« Malheur à moi,» s'écria Polyphème, «ainsi la vieille prophétie s'est réalisée. L'augure m'avait dit qu'Ulysse m'aveuglerait. Je pensais qu'il s'agirait d'un homme aussi grand que moi avec lequel je me battrais. Et voilà que c'est ce minuscule individu dont la ruse me prive de la vue. Mais tu verras, Ulysse : je dirai à mon père Poséidon de te faire voyager pendant longtemps avant de te laisser rentrer chez toi seul, ruiné, sans amis et sur un bateau étranger.»
Sur ces mots, il précipita un second rocher encore plus grand dans la mer et faillit briser le gouvernail.
Les Grecs s'arc-boutèrent sur leurs rames et franchirent une fois encore les vagues déchaînées.

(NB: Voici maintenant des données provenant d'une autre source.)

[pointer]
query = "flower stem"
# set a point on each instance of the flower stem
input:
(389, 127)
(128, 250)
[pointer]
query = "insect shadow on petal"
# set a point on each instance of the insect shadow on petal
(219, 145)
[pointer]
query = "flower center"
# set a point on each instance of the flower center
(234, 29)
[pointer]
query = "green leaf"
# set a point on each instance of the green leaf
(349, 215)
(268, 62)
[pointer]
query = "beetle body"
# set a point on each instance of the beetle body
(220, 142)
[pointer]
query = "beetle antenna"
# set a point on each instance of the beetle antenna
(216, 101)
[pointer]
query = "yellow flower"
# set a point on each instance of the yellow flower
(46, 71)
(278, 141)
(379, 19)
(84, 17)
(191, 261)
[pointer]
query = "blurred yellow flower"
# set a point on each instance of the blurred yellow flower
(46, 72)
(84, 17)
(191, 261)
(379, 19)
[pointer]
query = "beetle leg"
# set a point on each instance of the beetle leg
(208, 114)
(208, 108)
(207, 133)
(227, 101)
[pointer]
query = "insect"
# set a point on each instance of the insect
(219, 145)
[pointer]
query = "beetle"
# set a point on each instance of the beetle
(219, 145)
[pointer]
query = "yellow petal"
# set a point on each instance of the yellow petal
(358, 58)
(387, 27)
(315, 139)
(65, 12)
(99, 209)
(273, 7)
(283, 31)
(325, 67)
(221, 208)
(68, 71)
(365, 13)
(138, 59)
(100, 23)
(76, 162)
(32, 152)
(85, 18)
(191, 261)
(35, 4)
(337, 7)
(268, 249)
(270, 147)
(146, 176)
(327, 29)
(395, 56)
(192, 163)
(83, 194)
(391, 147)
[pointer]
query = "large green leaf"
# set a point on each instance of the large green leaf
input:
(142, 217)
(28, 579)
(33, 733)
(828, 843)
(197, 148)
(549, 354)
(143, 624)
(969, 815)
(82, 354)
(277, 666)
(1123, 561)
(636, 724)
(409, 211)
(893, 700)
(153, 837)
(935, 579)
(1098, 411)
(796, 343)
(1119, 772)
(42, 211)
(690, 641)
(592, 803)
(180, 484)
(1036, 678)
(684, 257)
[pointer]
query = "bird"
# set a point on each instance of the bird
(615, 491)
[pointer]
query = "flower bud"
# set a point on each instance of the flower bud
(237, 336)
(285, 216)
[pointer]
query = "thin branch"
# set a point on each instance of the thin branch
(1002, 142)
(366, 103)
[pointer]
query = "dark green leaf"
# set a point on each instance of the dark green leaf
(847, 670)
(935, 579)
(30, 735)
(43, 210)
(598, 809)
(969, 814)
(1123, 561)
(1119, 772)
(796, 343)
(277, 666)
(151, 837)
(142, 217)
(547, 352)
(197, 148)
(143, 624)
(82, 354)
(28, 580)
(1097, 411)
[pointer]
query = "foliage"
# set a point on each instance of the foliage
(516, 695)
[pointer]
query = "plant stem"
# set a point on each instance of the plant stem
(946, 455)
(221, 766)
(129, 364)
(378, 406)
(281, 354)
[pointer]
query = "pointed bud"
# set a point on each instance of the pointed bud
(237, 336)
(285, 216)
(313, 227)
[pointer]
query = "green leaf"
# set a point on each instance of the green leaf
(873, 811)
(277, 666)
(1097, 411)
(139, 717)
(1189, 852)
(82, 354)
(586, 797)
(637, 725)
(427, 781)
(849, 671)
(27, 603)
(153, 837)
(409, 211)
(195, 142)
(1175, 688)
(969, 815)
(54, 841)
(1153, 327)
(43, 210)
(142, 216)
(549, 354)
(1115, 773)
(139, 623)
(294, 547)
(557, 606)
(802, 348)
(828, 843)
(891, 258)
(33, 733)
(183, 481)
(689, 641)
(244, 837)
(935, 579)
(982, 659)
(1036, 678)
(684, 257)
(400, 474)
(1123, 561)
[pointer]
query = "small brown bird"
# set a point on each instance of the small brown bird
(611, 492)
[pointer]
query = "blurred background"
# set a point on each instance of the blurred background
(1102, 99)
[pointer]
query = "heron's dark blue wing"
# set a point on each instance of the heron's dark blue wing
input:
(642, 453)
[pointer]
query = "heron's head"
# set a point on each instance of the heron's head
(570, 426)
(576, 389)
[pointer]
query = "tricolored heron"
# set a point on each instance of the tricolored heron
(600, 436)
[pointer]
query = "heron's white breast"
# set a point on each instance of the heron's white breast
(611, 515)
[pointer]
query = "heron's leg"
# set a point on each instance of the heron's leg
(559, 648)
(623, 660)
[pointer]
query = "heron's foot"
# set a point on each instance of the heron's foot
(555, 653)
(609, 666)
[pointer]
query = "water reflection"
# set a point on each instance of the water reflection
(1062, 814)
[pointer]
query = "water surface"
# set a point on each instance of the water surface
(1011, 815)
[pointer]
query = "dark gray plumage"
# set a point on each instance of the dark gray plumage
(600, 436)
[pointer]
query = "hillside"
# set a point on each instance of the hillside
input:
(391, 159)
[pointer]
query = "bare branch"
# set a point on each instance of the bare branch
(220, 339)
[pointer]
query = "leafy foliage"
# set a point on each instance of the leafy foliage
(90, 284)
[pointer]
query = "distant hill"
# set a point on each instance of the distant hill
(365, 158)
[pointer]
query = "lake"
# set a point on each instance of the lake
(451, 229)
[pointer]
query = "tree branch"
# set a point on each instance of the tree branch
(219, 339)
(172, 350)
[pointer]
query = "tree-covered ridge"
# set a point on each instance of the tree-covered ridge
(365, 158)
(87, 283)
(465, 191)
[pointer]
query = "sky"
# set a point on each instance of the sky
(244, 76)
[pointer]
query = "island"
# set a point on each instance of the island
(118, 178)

Ils échappèrent donc au géant et rejoignirent bientôt leurs amis restés sur l'île des chèvres sauvages. Ils partagèrent leur butin et Ulysse sacrifia à Zeus le bélier sous le ventre duquel il s'était échappé. Mais le roi des dieux n'accepta pas son présent : instruit par Poséidon des malheurs de Polyphème, il prépara de nouveaux obstacles pour la suite de leur traversée.